I think about this every time I buy soy milk made by one particular giant of the non-dairy milk industry. Normally I make my own soy milk – it’s cheap and fast and delicious – but sometimes life intervenes and I have to go with convenience. At my favorite local grocer, that means buying this brand. You might think it’s the gellan gum and the “natural flavors” that offend me, but really I just can’t get over the carton.

Have you ever really thought about the magic of plants?” the carton beckons. Well, yes! Yes I have! Like me, these producers have “been rooted in plant power for over 20 years.” Wow, we have so much in common! I am invited to enjoy “all that leafy goodness” and call them “plant-based, plant biased or just plain plant-prejudiced.” No plant blindness here, right? 

Except for this, the botanical version of a cow with an udder on her head and a tail growing out of her chin:

Someone's wildly inaccuarate idea of a soybean plant. the brand name has been obscured to protect its reputation.

Someone’s wildly inaccurate idea of a soybean plant. The brand name has been obscured to protect its reputation. Click to enlarge.

Judging by the edamame pod randomly stuck onto a stem, this altered photo is supposed to represent a soy bean plant (Glycine max). The words below (“Discover the power of plants at [redacted].com”) almost promise botanical accuracy. Yet, for comparison, here is an actual soybean plant, with its trifoliate leaves and bushy growth habit:

Soybeans in Warren County, Indiana

A soybean plant growing in Indiana.

Not only is the image on the soy milk carton clearly not a soybean plant, but the chimeric little sprout violates basic patterns of plant construction. When I showed the carton to my class this spring, the students were all over it with fervor and a sharpie.

Why it matters

There are many extremely important and urgent challenges facing humans and other organisms all over the planet right now, including some negative social and ecological impacts of soy and the potential for new tariffs on U.S. soybeans to make these worse. So why direct righteous ire against the photo on a carton of soy milk? First of all, what biology teacher (or parent or anyone) wants to see inaccurate or misleading images, especially if they appear every single morning on breakfast tables across the country? Second, at the risk of overstating my case, I believe that someone made deliberate choices about both the text and the image on this carton in order to evoke health and sustainability, but that these choices actually expose indifference toward the plants, the farmers, and the natural world. Similar indifference has gotten our species into a lot of trouble. We all get things wrong, but it’s important to try not to.

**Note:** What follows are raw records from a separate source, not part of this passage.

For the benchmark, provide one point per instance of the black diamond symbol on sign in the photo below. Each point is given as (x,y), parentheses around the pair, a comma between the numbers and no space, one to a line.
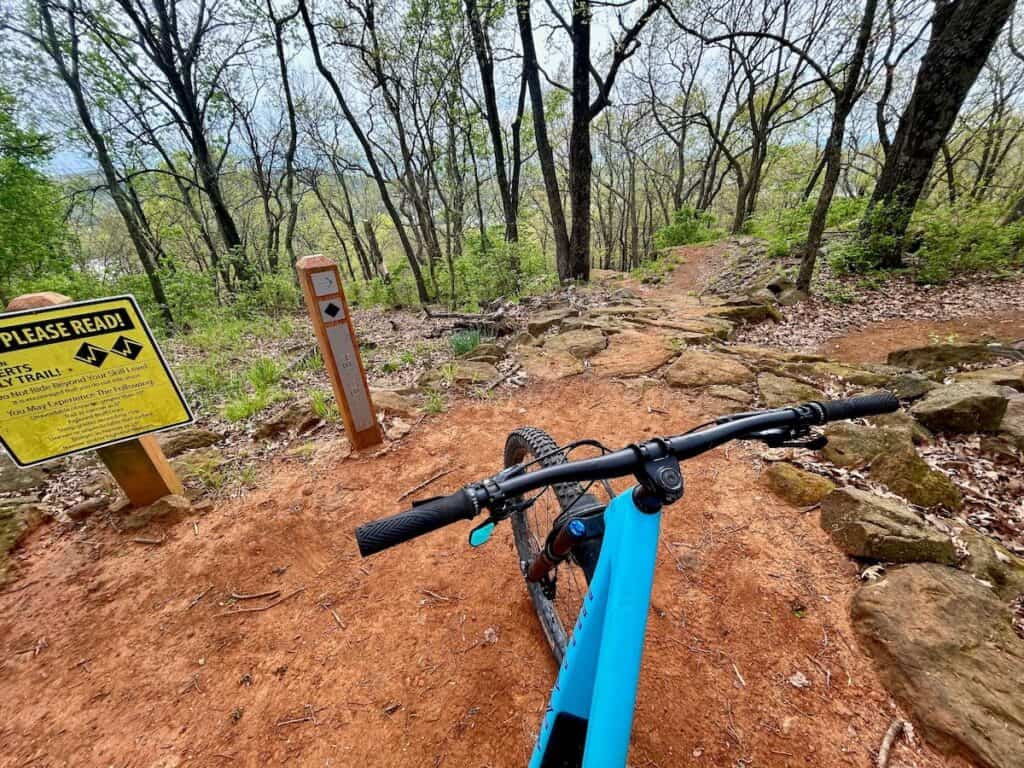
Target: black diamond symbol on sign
(91,354)
(127,348)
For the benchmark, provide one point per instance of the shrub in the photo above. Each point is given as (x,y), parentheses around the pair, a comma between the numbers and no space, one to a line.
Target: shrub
(688,225)
(464,341)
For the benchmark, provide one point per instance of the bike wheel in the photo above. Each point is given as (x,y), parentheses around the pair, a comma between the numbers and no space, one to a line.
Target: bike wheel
(530,528)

How a plant body is supposed to look

The green world is full of gigantic trees and tiny floating plants and delicate vines and cacti and orchids and palms and titan arums. Even if we leave aside mosses and ferns to focus on seed plants, it’s obvious that natural selection has taken a very simple basic developmental program and pushed it in almost every conceivable morphological direction. A common set of plant growth rules accommodates the varied forms of a quarter million or more species – which is astonishing – and yet the graphic designer for this soy beverage company somehow managed to stitch together an oddly improbable plant.

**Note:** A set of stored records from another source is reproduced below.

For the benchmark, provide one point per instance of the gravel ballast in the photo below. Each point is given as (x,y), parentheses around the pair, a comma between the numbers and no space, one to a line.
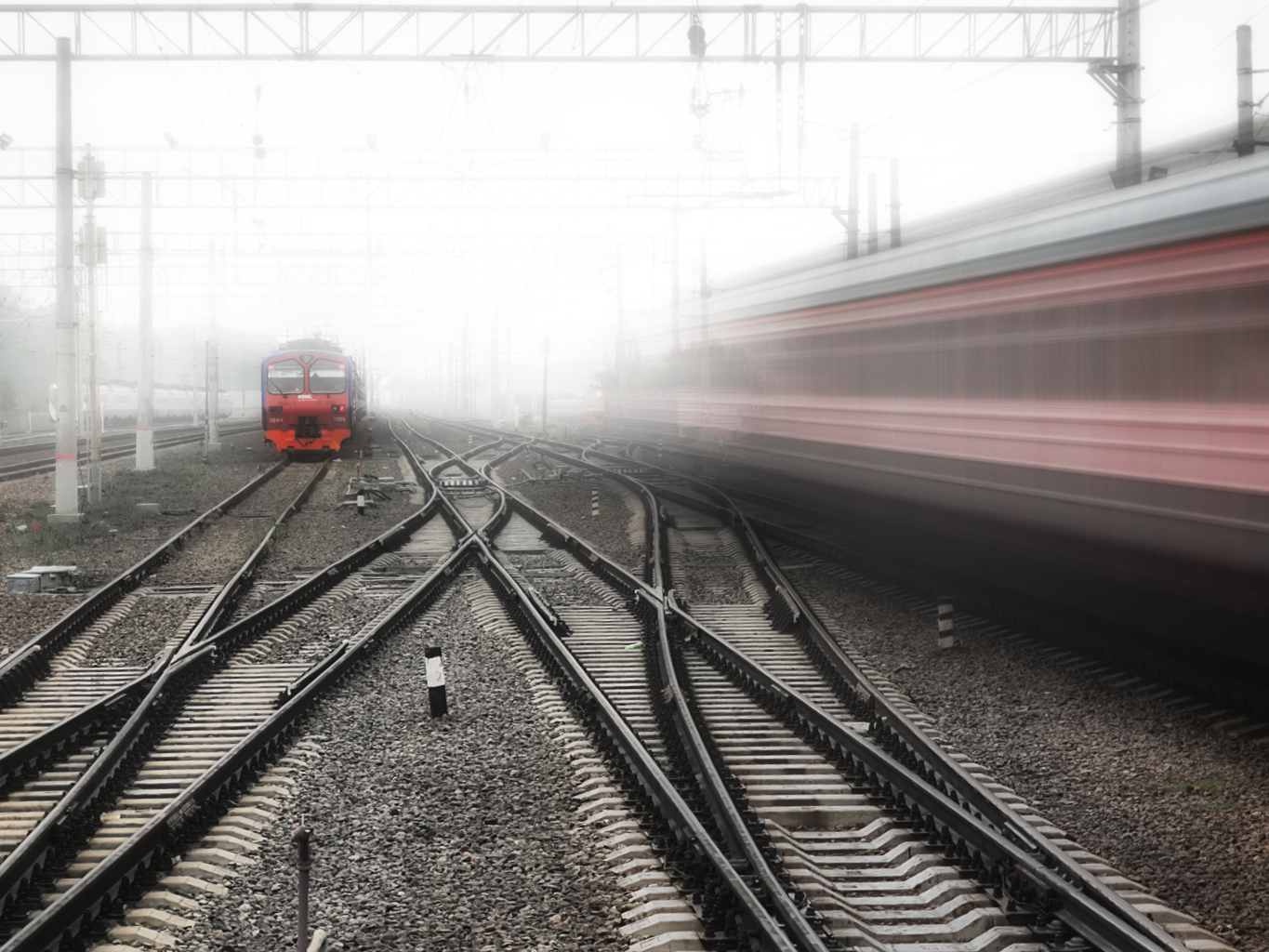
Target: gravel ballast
(1161,796)
(442,834)
(181,483)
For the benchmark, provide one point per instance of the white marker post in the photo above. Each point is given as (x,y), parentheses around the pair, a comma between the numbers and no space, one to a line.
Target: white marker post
(945,638)
(435,681)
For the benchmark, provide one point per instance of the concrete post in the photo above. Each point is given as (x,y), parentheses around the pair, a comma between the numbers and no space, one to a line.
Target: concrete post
(674,280)
(146,385)
(94,403)
(1247,139)
(893,204)
(66,402)
(214,369)
(546,353)
(873,239)
(1129,104)
(853,194)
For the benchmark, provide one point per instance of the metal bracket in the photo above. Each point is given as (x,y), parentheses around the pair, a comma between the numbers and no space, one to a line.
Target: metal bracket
(1106,73)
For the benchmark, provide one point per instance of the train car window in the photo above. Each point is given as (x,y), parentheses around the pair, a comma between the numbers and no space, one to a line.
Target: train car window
(326,377)
(285,377)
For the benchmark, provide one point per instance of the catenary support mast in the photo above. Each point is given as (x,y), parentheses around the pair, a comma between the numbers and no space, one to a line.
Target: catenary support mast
(65,398)
(146,384)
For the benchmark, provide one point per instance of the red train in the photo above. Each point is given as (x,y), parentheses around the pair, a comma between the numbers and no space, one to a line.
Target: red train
(312,398)
(1069,406)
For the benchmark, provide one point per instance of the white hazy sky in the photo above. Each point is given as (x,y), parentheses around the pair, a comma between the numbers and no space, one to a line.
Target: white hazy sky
(962,134)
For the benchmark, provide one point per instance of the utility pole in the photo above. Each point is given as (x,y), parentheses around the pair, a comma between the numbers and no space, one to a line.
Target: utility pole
(674,280)
(496,416)
(893,202)
(1130,103)
(1247,139)
(91,187)
(705,296)
(65,398)
(146,384)
(546,353)
(214,371)
(465,407)
(873,242)
(853,194)
(621,324)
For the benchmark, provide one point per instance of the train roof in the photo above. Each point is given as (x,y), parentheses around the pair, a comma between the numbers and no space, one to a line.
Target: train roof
(1223,200)
(289,350)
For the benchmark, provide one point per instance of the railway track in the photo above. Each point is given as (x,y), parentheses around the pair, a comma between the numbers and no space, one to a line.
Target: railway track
(152,763)
(122,447)
(795,799)
(871,831)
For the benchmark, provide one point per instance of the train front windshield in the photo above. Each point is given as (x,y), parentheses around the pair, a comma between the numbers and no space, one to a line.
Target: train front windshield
(285,377)
(326,377)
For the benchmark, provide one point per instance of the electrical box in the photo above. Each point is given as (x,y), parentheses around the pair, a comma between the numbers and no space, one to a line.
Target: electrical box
(98,179)
(100,244)
(21,583)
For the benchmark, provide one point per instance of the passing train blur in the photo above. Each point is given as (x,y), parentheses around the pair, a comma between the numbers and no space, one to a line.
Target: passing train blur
(312,398)
(173,403)
(1069,406)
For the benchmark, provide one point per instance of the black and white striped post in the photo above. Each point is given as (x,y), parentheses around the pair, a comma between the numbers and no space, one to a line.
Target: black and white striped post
(303,837)
(435,681)
(945,636)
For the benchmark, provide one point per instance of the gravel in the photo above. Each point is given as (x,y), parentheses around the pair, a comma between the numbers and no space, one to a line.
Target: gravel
(138,639)
(1165,799)
(324,530)
(569,503)
(181,483)
(439,834)
(24,615)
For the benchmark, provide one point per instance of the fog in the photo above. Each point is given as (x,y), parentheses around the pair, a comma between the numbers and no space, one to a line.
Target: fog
(442,219)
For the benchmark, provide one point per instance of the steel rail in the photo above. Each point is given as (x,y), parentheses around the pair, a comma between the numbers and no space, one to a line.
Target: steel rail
(1089,906)
(163,834)
(39,442)
(136,701)
(687,721)
(101,886)
(747,854)
(641,761)
(1127,928)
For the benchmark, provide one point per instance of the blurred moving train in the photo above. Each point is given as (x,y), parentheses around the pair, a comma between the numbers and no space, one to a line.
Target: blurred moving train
(1067,407)
(173,403)
(311,396)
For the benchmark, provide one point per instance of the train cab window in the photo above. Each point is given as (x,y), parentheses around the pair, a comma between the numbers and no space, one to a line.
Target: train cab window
(326,377)
(285,377)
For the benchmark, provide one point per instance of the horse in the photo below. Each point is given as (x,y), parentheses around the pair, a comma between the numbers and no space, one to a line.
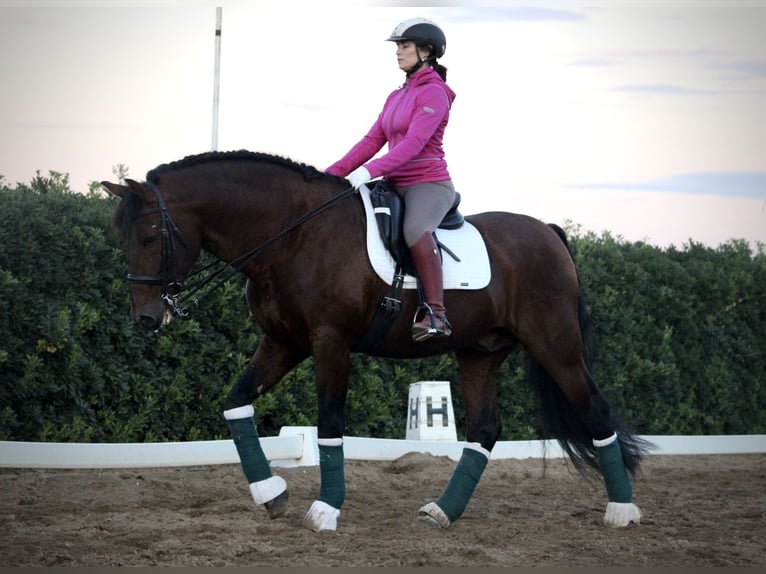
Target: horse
(298,236)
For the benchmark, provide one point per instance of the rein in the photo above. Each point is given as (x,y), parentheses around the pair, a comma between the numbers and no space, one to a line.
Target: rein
(173,288)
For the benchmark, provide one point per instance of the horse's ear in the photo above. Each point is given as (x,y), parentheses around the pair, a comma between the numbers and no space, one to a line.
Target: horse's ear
(140,190)
(115,188)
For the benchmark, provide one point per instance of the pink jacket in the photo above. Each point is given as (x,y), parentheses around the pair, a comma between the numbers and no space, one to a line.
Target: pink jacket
(412,122)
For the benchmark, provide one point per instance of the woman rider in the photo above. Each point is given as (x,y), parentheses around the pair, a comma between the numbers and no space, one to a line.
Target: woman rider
(413,121)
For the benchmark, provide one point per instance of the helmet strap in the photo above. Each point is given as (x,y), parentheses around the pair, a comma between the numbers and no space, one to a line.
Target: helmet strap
(420,63)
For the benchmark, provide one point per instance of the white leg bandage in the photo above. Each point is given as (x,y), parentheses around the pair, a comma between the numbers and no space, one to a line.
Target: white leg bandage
(268,489)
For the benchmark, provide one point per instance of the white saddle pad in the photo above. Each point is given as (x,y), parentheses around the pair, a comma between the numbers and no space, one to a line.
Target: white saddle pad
(471,272)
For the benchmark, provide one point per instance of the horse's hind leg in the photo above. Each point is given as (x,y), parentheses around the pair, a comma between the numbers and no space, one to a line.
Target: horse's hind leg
(584,423)
(478,375)
(267,367)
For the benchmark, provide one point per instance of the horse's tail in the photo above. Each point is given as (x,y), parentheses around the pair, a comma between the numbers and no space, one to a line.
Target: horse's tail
(559,418)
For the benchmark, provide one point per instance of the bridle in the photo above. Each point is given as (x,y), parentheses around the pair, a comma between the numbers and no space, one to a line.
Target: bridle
(172,287)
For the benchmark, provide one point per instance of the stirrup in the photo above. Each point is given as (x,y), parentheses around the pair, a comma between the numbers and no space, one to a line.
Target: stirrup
(423,332)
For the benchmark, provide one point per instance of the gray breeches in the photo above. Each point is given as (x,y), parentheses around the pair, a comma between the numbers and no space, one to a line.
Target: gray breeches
(425,205)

Under the basic developmental program, the set of stem cells (the meristem) at the apex of a growing shoot spins off a series of appendages (e.g. leaves) at regular intervals, arranged along the stem in a regular pattern. Most often, appendages spiral around the stem or occur in opposite pairs. The resulting basic vegetative unit is a leaf (or leaf homolog such as a bract, scale, or spine), the span of stem below it (the internode), and a bud at the place where the leaf meets the stem (the axil). A shoot grows by adding these units in sequence. New leaves continue to expand and internodes continue to elongate for a little while, so leaves near the tip of a shoot tend to be smaller and closer together than they eventually will be. Buds in the axils of the appendages may themselves grow out as branches that reiterate the basic body plan. The result is a modular and potentially nested structure composed of repeated subunits.

Basic flowering plant body plan

Flowering plants (and other seed plants) are built from a series of basic vegetative units, consisting of a leaf and an associated axillary bud and the internode below it. Axillary buds may develop into branches that are similarly built of a series of vegetative units. When plants begin to flower, bracts often develop in place of leaves, and flowers emerge from buds in their axils. Note that this generic plant is not meant to represent any particular species.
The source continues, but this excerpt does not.